Master Graziers are accomplished dairy farmers with over five years experience in managed-grazing and are vetted and approved for the program by DGA staff. After completing the program, successful apprentices become Journey Dairy Graziers and work with DGA staff to outline a plan for a leadership role in a grazing dairy farm. These pathways can include a new farm business, a salaried farm manager position, farm expansion, a spin-off farm, or a transfer of farm ownership.

DGA has received inquiries from dairy farmers around the U.S. and is currently expanding activities into Missouri, Minnesota, and Maine. DGA currently has 63 approved Master Graziers, 22 active master-apprentice pairs, 7 Journey Dairy Graziers, and a list of more than 50 applicants interested in apprenticeship positions.

Pennsylvania has a demonstrable need for DGA, and PASA is well positioned to establish this exceptional program in our region. Pennsylvania is currently the 5th largest dairy producing state in the country including a growing community of grazing dairy farmers, many of whom are PASA members. Pennsylvania has seen substantial growth in the organic dairy sector over the past ten years. Several economic studies have demonstrated that grazing dairies can be a more profitable business model for family farms than confinement systems, in some cases even without organic price premiums, making this farming model an attractive choice for beginning farmers. Grazing dairies also provide a robust solution to major environmental crises connected to confinement dairy farms, namely soil erosion and nitrogen and phosphorus pollution to the Chesapeake Bay and other waterways. Pennsylvania’s dairy industry is also challenged by many of the same social problems facing farmers throughout the U.S. The mean farmer age is over 56, farm businesses are struggling to recruit a new generation of trained leadership, and family-scale dairy farms are increasingly consolidating into large industrial confined animal feeding operations (CAFOs).

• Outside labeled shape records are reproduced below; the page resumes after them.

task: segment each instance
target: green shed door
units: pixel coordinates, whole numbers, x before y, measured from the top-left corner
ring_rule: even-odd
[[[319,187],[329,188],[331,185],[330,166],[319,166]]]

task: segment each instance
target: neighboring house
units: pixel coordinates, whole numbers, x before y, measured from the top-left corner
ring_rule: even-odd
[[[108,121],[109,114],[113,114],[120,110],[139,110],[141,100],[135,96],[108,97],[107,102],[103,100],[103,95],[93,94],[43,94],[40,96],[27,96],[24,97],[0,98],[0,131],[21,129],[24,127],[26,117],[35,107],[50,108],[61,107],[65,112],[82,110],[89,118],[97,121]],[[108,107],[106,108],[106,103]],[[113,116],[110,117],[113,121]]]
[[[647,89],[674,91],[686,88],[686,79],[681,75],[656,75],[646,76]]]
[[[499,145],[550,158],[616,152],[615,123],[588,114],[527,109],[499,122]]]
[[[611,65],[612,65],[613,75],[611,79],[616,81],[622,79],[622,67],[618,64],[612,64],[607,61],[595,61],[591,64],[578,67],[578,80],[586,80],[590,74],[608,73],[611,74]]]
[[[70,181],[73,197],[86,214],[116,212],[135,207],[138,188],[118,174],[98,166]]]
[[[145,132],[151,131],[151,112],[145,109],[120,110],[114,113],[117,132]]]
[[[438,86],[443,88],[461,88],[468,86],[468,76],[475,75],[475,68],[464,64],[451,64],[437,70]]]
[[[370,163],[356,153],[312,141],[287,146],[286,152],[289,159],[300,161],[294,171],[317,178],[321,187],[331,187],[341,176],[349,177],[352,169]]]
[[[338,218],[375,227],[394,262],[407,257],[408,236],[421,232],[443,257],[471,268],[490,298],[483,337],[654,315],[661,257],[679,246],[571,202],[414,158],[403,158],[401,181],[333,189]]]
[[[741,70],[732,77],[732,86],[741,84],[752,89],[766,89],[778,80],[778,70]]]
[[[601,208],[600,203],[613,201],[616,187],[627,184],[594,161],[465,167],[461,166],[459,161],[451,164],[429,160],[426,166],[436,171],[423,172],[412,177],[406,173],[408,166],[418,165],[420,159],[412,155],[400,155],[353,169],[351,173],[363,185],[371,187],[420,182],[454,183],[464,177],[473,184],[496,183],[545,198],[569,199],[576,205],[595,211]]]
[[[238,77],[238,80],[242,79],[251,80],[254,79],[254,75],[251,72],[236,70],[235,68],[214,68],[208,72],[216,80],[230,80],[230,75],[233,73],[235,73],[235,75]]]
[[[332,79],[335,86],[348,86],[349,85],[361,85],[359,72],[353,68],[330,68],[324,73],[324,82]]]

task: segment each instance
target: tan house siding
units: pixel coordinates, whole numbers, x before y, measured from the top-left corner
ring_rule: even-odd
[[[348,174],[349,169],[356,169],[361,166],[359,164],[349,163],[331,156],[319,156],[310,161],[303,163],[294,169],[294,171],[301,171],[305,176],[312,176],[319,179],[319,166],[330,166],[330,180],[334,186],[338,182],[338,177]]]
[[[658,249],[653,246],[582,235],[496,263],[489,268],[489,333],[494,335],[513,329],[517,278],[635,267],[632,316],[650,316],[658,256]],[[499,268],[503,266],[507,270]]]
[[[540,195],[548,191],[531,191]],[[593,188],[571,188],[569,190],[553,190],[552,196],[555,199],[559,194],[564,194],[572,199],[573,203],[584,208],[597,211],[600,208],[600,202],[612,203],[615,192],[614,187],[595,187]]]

These factors combine to make Pennsylvania and ideal location to expand the Dairy Grazing Apprenticeship. On December 15th, 2015 PASA convened a meeting between DGA staff representatives and three of the most accomplished grazing dairy farmers in our membership. The conversation at this meeting convinced us that many of Pennsylvania’s dairy farmers would be excited about participating in the program and helping to expand both the land area in perennial, grass-based agriculture and the number of professionally trained dairy farmers in our region.

Formal, registered apprenticeships are an exciting opportunity for U.S. agriculture, and the success of the DGA program begs the question of whether its best features can be adapted to other farm business types. Pennsylvania boasts an impressively diverse agricultural community, with industries in several livestock groups (dairy, swine, poultry), dozens of fruit and vegetable crops, and agronomic crops including corn, soybean, and wheat.

Consequently, the region provides an ideal location to systematically explore the potential to expand the formalized apprenticeship format to other types of farm business models. This work will require convening groups of stakeholders in each farming system, introducing them to the strengths and constraints of formalized apprenticeship programs, and cultivating the capacity to develop new formal apprenticeships. With our broad membership and ongoing collaborations with many agricultural organizations, PASA is prepared to engage livestock, vegetable, and grain farmers across the state and region and take a collaborative look at improving training opportunities for aspiring farmers in each system.